Uma semana gonçalvina
Decorrido quase um mês da “semana gonçalvina” organizada pela Academia Maranhense de Letras em torno do bicentenário de nascimento do Poeta Maior, faz-se mister algumas breves considerações sobre a importância de tais festividades.
Decorrido quase um mês da “semana gonçalvina” organizada pela Academia Maranhense de Letras em torno do bicentenário de nascimento do Poeta Maior, faz-se mister algumas breves considerações sobre a importância de tais festividades — diria mesmo sobre a sua importância em relação ao papel das letras maranhenses no âmbito da cultura brasileira.
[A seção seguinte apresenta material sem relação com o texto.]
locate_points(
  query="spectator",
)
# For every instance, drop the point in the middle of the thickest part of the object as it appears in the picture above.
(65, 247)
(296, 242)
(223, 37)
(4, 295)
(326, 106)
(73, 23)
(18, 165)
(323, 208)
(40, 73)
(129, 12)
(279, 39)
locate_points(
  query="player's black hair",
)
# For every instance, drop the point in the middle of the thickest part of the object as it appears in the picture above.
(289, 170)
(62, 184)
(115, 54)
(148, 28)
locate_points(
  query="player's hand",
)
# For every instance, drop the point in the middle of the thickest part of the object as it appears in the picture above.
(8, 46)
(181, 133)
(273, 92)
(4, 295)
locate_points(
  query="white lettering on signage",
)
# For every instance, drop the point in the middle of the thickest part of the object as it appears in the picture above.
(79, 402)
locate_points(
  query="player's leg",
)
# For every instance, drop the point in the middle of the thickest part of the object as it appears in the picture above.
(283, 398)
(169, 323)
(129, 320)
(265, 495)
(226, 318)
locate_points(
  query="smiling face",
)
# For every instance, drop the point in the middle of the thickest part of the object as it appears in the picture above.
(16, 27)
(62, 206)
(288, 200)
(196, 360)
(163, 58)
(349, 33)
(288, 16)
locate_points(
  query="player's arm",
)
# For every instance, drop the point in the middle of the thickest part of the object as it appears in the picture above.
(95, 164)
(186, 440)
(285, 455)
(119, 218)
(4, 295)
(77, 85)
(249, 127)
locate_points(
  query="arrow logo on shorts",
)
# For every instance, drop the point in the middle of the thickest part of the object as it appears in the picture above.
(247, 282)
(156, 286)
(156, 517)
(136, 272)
A “semana” propriamente dita consistiu na programação de conferências que tiveram lugar na Academia Maranhense, entre os dias 07 e 17 de agosto. Infelizmente, não pude assistir às exposições do acadêmico e escritor Manoel Aureliano Ferreira Neto, da romancista Ana Miranda e do professor Weberson Fernandes Grizoste, mas estou a par de sua excelência. Quanto ao mais, muito abrilhantaram a “semana” outros três grandes nomes, não por acaso três grandes poetas — Marco Lucchesi, o mestre de Bizâncio, tradutor emérito de Vico, São João da Cruz, Rilke e Hölderlin (“o que permanece, fundam-no os poetas”), entre outros, e professor e ensaísta de nomeada; Antônio Carlos Secchin, artesão do verso, herdeiro de Afrânio Coutinho na cátedra universitária e ensaísta de rara sensibilidade, que aproveitou o ensejo para lançar dois livros em que reuniu diversos ensaios de crítica literária, discursos e entrevistas (Papéis de poesia II e Papéis de prosa: Machado & mais. São Paulo: UNESP, 2022), em cujas páginas já me embrenhei; e, por fim, o escritor José Sarney, cujos altos méritos literários sempre é necessário realçar, pelo muito que o acossam, por motivos menores, figuras igualmente menores da vida brasileira.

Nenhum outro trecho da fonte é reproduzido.